Voilà que la prétendue muraille entre l'AMF et la police se fissure. Ce n'est pas tout. Le processus de divulgation de renseignements est bilatéral. En effet, le Code criminel prévoit qu'un juge peut, sur demande sommaire, permettre à la personne (ayant un intérêt dans une chose détenue par la police) de l'examiner et d'en faire des copies. D'ailleurs, dans les enquêtes policières d'envergure, les autorités fiscales font régulièrement l'examen des documents ou renseignements saisis et conservés par des policiers. Rien n'empêche l'AMF d'en faire autant.

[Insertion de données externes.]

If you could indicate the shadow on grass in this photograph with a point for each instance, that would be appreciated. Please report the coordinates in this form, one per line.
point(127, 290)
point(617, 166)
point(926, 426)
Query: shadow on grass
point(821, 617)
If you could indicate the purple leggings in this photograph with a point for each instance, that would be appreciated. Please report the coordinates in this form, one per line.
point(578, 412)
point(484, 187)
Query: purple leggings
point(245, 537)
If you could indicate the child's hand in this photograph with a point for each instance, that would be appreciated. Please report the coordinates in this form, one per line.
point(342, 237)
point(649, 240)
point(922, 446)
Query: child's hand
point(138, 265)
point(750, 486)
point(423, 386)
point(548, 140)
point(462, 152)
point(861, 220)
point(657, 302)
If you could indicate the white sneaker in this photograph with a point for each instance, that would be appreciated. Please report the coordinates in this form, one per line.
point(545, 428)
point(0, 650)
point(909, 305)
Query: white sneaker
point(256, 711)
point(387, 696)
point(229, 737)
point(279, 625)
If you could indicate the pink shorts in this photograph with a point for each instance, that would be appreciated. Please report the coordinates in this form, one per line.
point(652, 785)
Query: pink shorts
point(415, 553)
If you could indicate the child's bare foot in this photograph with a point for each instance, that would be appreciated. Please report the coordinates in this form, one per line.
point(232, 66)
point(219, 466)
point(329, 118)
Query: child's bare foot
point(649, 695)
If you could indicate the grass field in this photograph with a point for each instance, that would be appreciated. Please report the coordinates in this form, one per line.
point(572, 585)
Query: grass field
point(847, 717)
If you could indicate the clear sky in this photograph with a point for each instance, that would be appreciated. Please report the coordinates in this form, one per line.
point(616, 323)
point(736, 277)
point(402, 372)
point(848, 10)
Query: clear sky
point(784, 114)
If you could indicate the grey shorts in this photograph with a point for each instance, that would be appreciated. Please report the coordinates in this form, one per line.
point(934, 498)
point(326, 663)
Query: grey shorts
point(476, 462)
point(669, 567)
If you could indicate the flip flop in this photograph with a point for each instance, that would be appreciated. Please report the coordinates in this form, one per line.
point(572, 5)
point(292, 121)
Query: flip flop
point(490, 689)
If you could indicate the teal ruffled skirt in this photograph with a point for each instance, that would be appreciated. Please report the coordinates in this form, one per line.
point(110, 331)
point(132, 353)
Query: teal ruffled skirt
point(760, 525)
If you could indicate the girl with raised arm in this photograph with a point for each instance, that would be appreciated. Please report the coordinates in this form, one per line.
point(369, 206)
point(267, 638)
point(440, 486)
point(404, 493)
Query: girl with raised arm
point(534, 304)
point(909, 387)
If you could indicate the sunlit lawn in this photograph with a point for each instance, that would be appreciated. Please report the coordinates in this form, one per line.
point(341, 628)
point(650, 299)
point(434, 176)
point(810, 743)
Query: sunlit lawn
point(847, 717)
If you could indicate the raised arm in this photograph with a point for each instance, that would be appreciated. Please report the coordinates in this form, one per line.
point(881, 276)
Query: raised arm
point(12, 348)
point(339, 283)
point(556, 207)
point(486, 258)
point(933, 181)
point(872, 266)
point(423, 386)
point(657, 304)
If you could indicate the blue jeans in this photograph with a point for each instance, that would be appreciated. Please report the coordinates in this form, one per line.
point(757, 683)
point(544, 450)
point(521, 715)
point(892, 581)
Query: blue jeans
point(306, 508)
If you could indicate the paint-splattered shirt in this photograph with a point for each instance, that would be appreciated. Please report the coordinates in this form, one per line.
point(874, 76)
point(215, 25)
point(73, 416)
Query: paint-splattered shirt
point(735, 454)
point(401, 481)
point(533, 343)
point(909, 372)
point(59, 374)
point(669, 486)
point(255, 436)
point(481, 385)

Cette fois, la muraille entre l'AMF et la police s'écroule. Qui plus est, le droit au silence du citoyen sous enquête ne fait aucunement barrage à la communication de renseignements pertinents entre deux organismes d'investigation. Selon la Cour suprême (affaire Laroche), un fonctionnaire provincial peut légalement, pour fin d'enquête criminelle, transmettre à la police des renseignements obtenus dans l'exécution de ses fonctions.

Des obstacles

À certaines conditions et sous peine de sanction, un juge peut même ordonner à l'AMF de communiquer des documents ou des renseignements à la police. Advenant l'inculpation de la personne visée par l'ordonnance judiciaire de divulgation, la poursuite ne pourra jamais utiliser directement cette preuve matérielle contre l'accusé.

Une fois les renseignements pertinents connus et localisés, rien n'empêche la poursuite de les mettre en preuve par un témoin qui n'est pas l'accusé. Le droit au silence et la protection contre l'auto-incrimination de ce dernier sont alors pleinement respectés. Ce qui fait obstacle à l'efficacité de la justice canadienne en matière de délinquance financière, ce n'est pas la Charte canadienne des droits et libertés. C'est plutôt la myopie de la ministre des Finances envers la Loi québécoise sur les valeurs mobilières.

Régulation canadienne

Il y a plus encore. Pour contrer le projet du gouvernement central de créer une commission fédérale des valeurs mobilières, la ministre Jérôme-Forget et l'AMF mènent une campagne stérile. La stratégie québécoise consiste à vanter l'efficacité du système d'harmonisation des douze organismes de régulation provinciaux et territoriaux.

Par contre, l'AMF rogne une partie importante de la compétence fédérale en matière de droit criminel. En gonflant des infractions réglementaires par l'ajout de lourdes sanctions, l'organisme québécois de régulation revêt le costume du gendarme de la délinquance financière. Certes, dans l'opinion publique, l'AMF embellit son image. Mais elle brouille les pistes de l'efficacité.

Plutôt que de mener une guérilla d'arrière-garde contre le gouvernement fédéral, la ministre Jérôme-Forget ferait mieux de convaincre tous ses homologues (provinciaux, territoriaux et fédéral) de créer un organisme canadien des valeurs mobilières, par opposition à une commission fédérale des valeurs nobiliaires.

Au lieu de treize organismes régulateurs, il n'y en aurait qu'un seul. L'Ontario et le Québec pourraient toutefois y jouer un rôle déterminant. En effet, les activités financières du pays se passent essentiellement à Toronto et, dans une mesure moindre, à Montréal.